|Fan Brycheiniog from
|Estimated net time||3-3½ hours.|
|Drinking water||The water in the river by trail head is potentially OK to drink.|
|GSM coverage||Coverage throughout the route, except by trail head (April 2013).|
|Parking||Room for many cars at car park by trail head.|
|Start height||212 metres|
|Vertical metres||680 metres for the roundtrip.|
|Trip distance||11.6 km|
|GPS-file||X (descent only)|
Assume your starting point is the round-about where roads A40 and A470 intersect, west of the town Brecon in southern Wales. Drive road A40 west, approximately 12.0 km and turn left onto road A4067, signed for Swansea. Drive approximately 15.4 km and turn right onto a car park just as you enter the flat section of the valley. Park at the large car park.

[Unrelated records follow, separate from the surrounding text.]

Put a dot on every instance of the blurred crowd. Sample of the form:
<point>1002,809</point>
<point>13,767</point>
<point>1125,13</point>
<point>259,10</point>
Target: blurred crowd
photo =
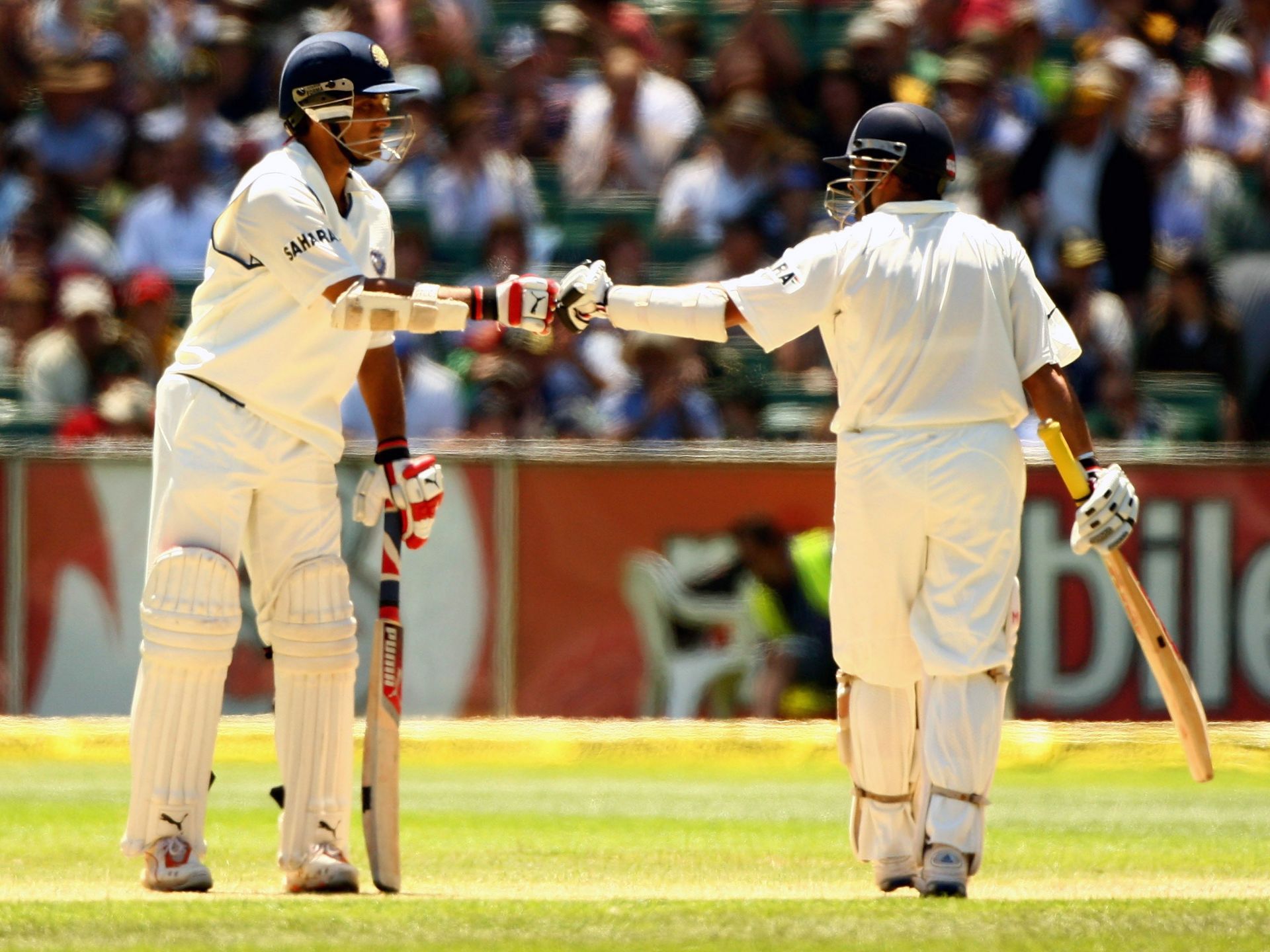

Start your hike by walking towards the foot bridge that crosses the river running parallel with the road. Follow small signs for public footpath around the farm, on the east and north sides, and then follow the path as it climbs north-west towards Fan Brycheiniog's south ridge. Follow this path all the way to the summit, which is marked by a concrete cairn.
Descend by reversing your ascent route.
13. April 2013
I had driven to Brecon the night before and was eager to start the week-end's pursuit of the 50 most prominent tops in Wales, and get going immediately after Saturday breakfast. After a traditional British breakfast I set off south to Glyntawe, with the knowledge that the grey sky wasn't going to get any better the next hours.
I located the planned trail head, but after 100 metres along the path I concluded that this wasn't a route that would take me to the summit, so returned to my car and started to look for alternative trail heads. After messing around for a while I ended up at the camp site a little further south, and after some messing around from this trail head I eventually got myself in the right direction.
As I made my way up the gentle slopes of Fan Brycheiniog the weather gradually got worse and worse, with the wind picking up and the rain changing from light to heavy, and the visibility got down to a few tens of metres. I was therefore a little surprised when I met two soldiers coming up from the valley, and I assume they were just as surprised to meet a hiker.
My summit stop was short, as there wasn't much to be seen, and the fine slate shelter close to the summit was definitely the highlight in terms of views.
As I was descending I decided to see where the path I had followed in the second half of my ascent would take me, and my suspicion was that it would take me down to my original trail head. And when I got below the clouds, after having met a group of 6-7 hikers, I got my suspicion confirmed. This gave me a boring 1.3 km walk along the road and back to my car, but was worth the cost since I was happy to have found the correct trail head. Next on the agenda was to get back to the hotel for some lunch (ended up getting fish&chips from the local chippy), and plan the next wet hike.